Here, the rolling speed is input from the main motor speed control section 8 to the time correction circuit 7, and the correction circuit 7 calculates the detection response delay of the thickness gauge 4 from the rolling speed at the time of input, The correction time is determined by calculating the calculation delay of the control circuit 5 and the formula response delay of the rolling mill. Since the correction is made at the output timing, applying the correction angular frequency ω0 from the above equations (16) to (18) makes it possible to attenuate a specific residual plate thickness deviation by up to nearly 100% as shown in FIG. 7 above.

[0088] Although the above embodiments show the case where the present invention is adopted in a cold tandem rolling mill, the rolling mill that adopts the present invention to control plate thickness is applicable to this type of cold tandem rolling mill. The present invention is not limited to this rolling mill, but can be implemented in various other types of rolling mills.

[0089] Furthermore, in the above embodiment, the above (16) to (1)
Although the tracking correction of the detected plate thickness was carried out from equation 8) in consideration of the response delay of the rolling mill main motor, the scope of application of the present invention is not limited to this.
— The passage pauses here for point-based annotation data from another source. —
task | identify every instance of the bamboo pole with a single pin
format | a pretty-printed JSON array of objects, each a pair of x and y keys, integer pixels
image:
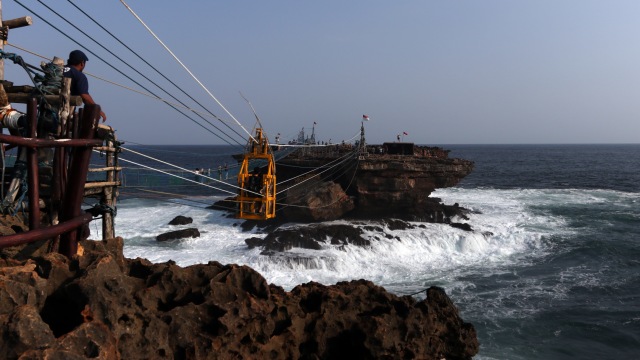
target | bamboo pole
[
  {"x": 45, "y": 233},
  {"x": 33, "y": 189},
  {"x": 23, "y": 98},
  {"x": 77, "y": 177}
]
That is, tracking correction can be performed by considering both the response delay of the rolling mill main motor and the response delay of the thickness gauge, or by considering either of them independently. Further, the thickness gauge in this case is not limited to one that directly detects the plate thickness, but the present invention can also be applied to a case where the thickness gauge is used to estimate the plate thickness by calculation or the like.

[0091]

As explained above, according to the present invention, it is possible to suppress plate thickness fluctuations over a wide range of rolling speeds, which was impossible with conventional feedforward AGC from the viewpoint of response speed, and in particular to suppress roll eccentricity. It is possible to suppress plate thickness fluctuations with high precision. Therefore, excellent effects such as improvement in plate thickness accuracy can be obtained.

[Brief explanation of drawings]

FIG. 1 is a layout diagram including a partial block diagram showing the configuration of a plate thickness control device for a cold tandem rolling mill according to an embodiment of the present invention.

FIG. 2 is a block diagram showing an example of a control signal delay element for explaining the principle of the present invention.

FIG. 3 is a diagram similarly showing an example of a detection signal frequency characteristic of a thickness gauge.

FIG. 4 is a diagram showing an example of the step response characteristic of the rolling mill main motor.

FIG. 5 is a diagram showing an example of an analysis result of output side plate thickness deviation signal output of a cold tandem rolling mill.

FIG. 6 is a diagram showing an example of the effect of suppressing plate thickness variation when no tracking correction is performed.

FIG. 7 is a diagram showing an example of the effect of suppressing plate thickness variation when tracking correction is performed.

[Explanation of symbols]

1...Rolled material, 2...I-th stand, 3...i-th +1 stand, 4...thickness gauge, 5...control circuit, 6...tracking circuit, 7...Tracking time correction circuit, 8...Rolling mill main motor speed control section.

Claims (1)

[Claims] Claim 1: Detecting or estimating the plate thickness of a rolled material, tracking the detected or estimated plate thickness, and outputting a plate thickness control signal at a specific timing to determine the rotational speed of the roll of a rolling stand, the rolling position, or the reel. In the method of controlling the thickness of the rolled material in the rolling mill by manipulating the rotation speed of the rolling mill, at least one of the response characteristics when detecting or estimating the thickness of the rolled material or the response characteristics of the traction motor is considered. A method for controlling the thickness of a rolled material in a rolling mill, comprising: time-correcting the output timing of a thickness control signal.